No calendário romano tradicional, três domingos antes da Quarta-feira da Cinzas, a Igreja já começa a se preparar para a Quaresma: os sacerdotes trocam o verde pelo roxo e não se canta mais nem o Aleluia nem o Glória. É o Domingo da Septuagésima.
Nós planejamos com certa antecedência todos os eventos importantes, como férias e festas de aniversário. Em geral, quanto mais significativo for o evento, mais tempo e esforço investimos para prepará-lo. Não chamaríamos de “sábio” o idoso que nunca pensou na própria aposentadoria ou o aluno que só estuda poucas horas antes da prova. As principais festas litúrgicas da Igreja são grandes eventos e, por isso, também exigem uma considerável preparação. À Páscoa, por exemplo, que é a maior festa de todas, precede um tempo de preparação longo e importante: a Quaresma. E como a Quaresma, por sua vez, também é importante, preparamo-nos para ela com certa antecedência.
Por muitos séculos, no calendário romano tradicional, houve um período pré-quaresmal vivido alguns domingos antes da Quarta-feira de Cinzas, nos quais já se antecipava na Igreja parte da austeridade penitencial da Quaresma. O terceiro domingo antes da Quarta-feira de Cinzas se chamava Septuagésima [1], em referência ao “septuagésimo” dia antes da Páscoa, e assim sucessivamente a Sexagésima (“sexagésimo” dia) e a Quinquagésima (“quinquagésimo” dia). Desse modo, todo o tempo da Quaresma recebia o nome de Quadragésima.
Obviamente, o leitor atento deve estar coçando a cabeça e pensando: “Os nomes a cada domingo de dez em dez. Mas existem apenas sete dias na semana. Como então vamos do Domingo da Septuagésima ao da Sexagésima em apenas sete dias?”
Pensemos um pouco melhor. Decerto os nossos antepassados tinham bons motivos para usar essa nomenclatura:
- O Domingo da Septuagésima é o 63.º (sexagésimo terceiro) dia antes da Páscoa e, portanto, enquadra-se no 7.º (septimus) período de dez dias, situando-se entre o 61.º (sexagésimo primeiro) e o 70.º (septuagésimo) dia antes da Páscoa;
- O Domingo da Sexagésima é o 56.º dia antes da Páscoa e encontra-se no 6.º (sextus) período de dez dias, entre o 51.º (quinquagésimo primeiro) e o 60.º (sexagésimo) dia antes da Páscoa;
- O Domingo da Quinquagésima é o 49.º (quadragésimo nono) dia antes da Páscoa e situa-se no 5.º (quintus) ciclo de dez dias, entre o 41.º (quadragésimo primeiro) e o 50.º (quinquagésimo) dia antes da Páscoa.

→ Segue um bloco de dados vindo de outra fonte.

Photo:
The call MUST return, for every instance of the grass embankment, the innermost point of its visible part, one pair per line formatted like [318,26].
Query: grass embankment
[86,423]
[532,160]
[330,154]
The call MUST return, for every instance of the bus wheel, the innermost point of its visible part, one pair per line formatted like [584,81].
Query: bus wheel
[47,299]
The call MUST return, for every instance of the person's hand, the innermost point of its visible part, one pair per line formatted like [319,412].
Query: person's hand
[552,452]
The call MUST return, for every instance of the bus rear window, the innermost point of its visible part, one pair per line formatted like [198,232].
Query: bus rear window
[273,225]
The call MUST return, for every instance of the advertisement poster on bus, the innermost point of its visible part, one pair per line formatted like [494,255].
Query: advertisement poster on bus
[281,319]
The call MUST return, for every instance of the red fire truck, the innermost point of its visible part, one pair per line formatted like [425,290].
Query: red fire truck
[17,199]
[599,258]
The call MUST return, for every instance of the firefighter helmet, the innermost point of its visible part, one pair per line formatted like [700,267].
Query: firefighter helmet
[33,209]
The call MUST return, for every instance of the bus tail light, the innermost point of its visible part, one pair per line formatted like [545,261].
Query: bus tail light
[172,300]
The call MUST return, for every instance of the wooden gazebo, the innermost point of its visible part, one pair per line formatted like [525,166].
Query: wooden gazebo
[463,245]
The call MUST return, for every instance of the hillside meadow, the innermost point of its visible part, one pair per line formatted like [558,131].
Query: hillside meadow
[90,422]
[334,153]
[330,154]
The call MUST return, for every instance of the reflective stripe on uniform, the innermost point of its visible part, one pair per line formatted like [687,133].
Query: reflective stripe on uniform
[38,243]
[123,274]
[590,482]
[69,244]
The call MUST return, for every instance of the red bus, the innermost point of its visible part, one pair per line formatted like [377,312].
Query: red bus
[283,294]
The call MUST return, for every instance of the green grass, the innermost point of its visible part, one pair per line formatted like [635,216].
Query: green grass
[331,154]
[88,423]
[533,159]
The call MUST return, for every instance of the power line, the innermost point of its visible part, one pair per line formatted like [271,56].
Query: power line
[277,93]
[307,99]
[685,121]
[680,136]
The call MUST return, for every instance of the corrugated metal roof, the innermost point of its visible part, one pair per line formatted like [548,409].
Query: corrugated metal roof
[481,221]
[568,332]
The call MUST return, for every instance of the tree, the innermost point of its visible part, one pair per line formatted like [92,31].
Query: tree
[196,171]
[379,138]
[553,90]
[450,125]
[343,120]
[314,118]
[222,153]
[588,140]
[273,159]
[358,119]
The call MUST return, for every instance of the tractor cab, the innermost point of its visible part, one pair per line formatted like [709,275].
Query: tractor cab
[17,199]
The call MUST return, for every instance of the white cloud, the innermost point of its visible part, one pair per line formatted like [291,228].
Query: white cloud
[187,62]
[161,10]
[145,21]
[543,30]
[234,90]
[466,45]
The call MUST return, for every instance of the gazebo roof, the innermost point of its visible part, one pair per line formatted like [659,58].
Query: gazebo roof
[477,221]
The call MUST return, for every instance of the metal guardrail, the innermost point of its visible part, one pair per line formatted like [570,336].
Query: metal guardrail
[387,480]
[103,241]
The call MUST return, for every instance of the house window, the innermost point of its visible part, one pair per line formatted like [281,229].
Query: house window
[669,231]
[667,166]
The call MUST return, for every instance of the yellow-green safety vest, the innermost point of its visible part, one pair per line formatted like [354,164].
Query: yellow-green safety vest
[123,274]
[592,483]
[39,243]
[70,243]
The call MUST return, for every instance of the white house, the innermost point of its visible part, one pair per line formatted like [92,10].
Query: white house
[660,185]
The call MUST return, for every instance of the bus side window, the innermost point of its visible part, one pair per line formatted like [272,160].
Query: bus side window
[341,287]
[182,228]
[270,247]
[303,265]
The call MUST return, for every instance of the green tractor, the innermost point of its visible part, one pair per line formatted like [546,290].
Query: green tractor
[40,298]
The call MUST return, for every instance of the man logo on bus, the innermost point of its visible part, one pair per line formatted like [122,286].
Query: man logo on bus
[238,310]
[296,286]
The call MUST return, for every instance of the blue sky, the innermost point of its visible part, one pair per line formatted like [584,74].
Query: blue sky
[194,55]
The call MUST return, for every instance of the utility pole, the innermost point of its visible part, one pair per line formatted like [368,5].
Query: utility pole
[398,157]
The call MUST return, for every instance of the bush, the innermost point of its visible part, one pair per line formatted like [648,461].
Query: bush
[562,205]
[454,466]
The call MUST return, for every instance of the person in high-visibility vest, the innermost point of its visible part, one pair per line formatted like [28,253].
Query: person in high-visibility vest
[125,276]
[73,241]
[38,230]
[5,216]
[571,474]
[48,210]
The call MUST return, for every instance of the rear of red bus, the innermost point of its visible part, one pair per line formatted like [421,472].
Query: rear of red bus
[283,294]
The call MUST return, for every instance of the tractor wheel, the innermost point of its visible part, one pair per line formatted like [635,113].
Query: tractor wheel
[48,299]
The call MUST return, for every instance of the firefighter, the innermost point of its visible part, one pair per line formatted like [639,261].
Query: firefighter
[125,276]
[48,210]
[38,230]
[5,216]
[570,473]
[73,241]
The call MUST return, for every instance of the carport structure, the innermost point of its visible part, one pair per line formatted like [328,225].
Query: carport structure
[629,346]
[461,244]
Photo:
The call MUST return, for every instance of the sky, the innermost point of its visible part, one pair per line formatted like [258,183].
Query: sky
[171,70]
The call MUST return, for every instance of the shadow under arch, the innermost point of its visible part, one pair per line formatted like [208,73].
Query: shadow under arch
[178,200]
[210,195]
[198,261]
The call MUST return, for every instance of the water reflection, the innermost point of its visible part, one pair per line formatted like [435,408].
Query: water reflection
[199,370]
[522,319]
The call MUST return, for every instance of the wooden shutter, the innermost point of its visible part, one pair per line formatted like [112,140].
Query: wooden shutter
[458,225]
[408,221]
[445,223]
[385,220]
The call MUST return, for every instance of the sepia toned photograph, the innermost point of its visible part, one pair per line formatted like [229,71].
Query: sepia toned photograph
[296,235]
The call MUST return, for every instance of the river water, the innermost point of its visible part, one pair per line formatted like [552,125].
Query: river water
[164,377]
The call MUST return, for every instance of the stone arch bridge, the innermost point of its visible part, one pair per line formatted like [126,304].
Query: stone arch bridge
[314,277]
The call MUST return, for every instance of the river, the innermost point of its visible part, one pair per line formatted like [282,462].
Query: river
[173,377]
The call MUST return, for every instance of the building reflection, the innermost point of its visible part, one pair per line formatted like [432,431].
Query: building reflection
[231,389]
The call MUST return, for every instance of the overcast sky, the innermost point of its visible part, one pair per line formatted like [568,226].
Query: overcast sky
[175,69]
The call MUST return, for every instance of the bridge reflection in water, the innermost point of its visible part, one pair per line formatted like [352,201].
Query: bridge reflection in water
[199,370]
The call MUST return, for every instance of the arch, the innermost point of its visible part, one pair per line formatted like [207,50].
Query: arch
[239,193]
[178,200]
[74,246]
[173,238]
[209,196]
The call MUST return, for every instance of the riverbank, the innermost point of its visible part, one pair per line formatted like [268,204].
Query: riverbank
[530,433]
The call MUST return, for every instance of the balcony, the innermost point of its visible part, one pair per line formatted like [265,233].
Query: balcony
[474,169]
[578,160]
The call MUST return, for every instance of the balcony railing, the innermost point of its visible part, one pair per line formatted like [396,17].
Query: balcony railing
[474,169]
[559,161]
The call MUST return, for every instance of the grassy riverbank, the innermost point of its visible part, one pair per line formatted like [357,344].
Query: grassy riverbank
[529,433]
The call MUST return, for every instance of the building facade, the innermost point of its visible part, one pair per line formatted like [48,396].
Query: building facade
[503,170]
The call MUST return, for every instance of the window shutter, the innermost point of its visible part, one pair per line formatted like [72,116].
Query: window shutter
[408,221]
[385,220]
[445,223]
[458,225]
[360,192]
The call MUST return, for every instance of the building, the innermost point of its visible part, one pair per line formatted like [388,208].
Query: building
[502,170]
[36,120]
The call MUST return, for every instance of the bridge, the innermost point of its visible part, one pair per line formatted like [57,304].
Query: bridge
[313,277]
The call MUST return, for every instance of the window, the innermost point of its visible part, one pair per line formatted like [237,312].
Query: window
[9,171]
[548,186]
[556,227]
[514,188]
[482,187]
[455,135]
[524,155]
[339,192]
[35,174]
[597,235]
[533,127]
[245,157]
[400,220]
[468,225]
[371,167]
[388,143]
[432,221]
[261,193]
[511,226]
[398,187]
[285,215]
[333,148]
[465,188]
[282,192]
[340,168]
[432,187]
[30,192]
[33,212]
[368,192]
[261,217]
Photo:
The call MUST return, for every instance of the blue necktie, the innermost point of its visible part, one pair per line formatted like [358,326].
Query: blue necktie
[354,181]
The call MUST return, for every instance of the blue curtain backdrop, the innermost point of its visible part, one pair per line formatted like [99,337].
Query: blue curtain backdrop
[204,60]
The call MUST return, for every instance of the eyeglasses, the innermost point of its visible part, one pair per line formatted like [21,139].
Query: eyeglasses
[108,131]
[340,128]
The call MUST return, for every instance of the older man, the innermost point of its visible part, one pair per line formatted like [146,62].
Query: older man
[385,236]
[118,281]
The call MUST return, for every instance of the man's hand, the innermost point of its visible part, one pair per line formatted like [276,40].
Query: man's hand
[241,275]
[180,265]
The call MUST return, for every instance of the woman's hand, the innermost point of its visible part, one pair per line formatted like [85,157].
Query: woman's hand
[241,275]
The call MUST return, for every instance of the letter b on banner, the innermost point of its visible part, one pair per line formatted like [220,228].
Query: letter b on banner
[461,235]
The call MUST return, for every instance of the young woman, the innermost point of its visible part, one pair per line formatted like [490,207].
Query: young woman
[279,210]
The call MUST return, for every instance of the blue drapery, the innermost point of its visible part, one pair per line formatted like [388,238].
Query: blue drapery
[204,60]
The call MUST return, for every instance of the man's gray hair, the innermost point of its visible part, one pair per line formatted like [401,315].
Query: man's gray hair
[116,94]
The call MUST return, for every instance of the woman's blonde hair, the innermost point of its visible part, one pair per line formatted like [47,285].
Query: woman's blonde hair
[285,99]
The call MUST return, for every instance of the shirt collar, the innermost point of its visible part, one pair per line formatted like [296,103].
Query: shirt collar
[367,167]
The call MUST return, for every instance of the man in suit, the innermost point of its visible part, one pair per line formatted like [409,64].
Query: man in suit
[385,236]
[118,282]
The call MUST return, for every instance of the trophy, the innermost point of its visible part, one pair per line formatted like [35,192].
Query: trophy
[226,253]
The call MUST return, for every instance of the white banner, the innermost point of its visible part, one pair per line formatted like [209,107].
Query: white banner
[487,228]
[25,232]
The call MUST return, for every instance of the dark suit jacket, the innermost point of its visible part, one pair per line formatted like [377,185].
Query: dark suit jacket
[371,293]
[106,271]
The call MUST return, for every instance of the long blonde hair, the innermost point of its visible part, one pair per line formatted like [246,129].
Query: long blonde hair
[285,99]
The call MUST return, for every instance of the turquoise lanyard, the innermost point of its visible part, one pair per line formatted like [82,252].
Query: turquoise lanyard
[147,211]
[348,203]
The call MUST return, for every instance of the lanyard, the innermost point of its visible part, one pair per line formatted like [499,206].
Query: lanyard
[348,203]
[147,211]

Entretanto, todo o tempo da Quaresma é chamado tecnicamente de Quadragésima, embora haja mais de 40 dias entre a Quarta-feira de Cinzas e a Páscoa. Para se aproximar desse número, é preciso contar os dias da Quaresma excluindo os domingos e o Tríduo Pascal, que constitui um tempo litúrgico à parte.
Na liturgia tradicional, durante a pré-Quaresma, a Missa dominical já é celebrada com paramentos roxos, embora as Missas semanais não o sejam. Na Santa Missa e no Ofício, cessa o cântico de Aleluia até a Páscoa [2]. Os domingos têm estações romanas [3], assim como todos os dias da própria Quaresma. Nesses domingos, nos tempos antigos, os catecúmenos eram levados à estação prescrita, a fim de participar da Missa e ouvir leituras robustas e orações cada vez mais profundas, passando assim por uma catequese que os ajudava a compreender o que ouviam. As orações e leituras para as Missas dos domingos pré-quaresmais foram compiladas por São Gregório Magno, Papa numa época de grande turbulência e sofrimento, marcada pela migração em massa e pela guerra, o que nos recorda os tempos atuais.
Quanto ao Aleluia, há um costume encantador — que, felizmente, vem sendo restaurado — de omiti-lo desde as Primeiras Vésperas da Septuagésima até a Vigília do Sábado Santo. Há uma tradição de “enterrar” o Aleluia, com uma cerimônia de deposição, como se fosse um pequeno funeral. Nesta cerimônia, canta-se um hino de despedida e, após uma procissão com cruz e velas, um caixão enfaixado com a inscrição de um “Aleluia” é aspergido, incensado e enterrado [4].
No calendário pós-conciliar, correspondente ao Novus Ordo do Papa Paulo VI, não existe mais a pré-Quaresma. Foi uma grande perda, tal como a retirada da Oitava de Pentecostes. Não se tratou, conforme exigia a Constituição Apostólica Sacrosanctum Concilium, de uma mudança orgânica, desenvolvida a partir de práticas anteriores ou em benefício dos fiéis.
No entanto, com o documento Summorum Pontificum, de 2007, um presente do Papa Bento XVI, os domingos pré-quaresmais estão recuperando parte de sua antiga posição. Os que optam por seguir o calendário tradicional mais antigo gozam do benefício da pré-Quaresma [5].
Em termos práticos, a pré-Quaresma nos proporciona um período de transição que facilita nossa disciplina quaresmal. Este importante tempo nos leva a pensar no que faremos durante a Quaresma, antes mesmo de começar, e não no dia seguinte à Quarta-Feira de Cinzas. Podemos considerar a pré-Quaresma um tempo para organizar nossa jornada quaresmal. Assim, quando chegar a Quarta-feira de Cinzas, estaremos prontos, com um plano em mãos. Comecemos, pois, desde agora a nos preparar.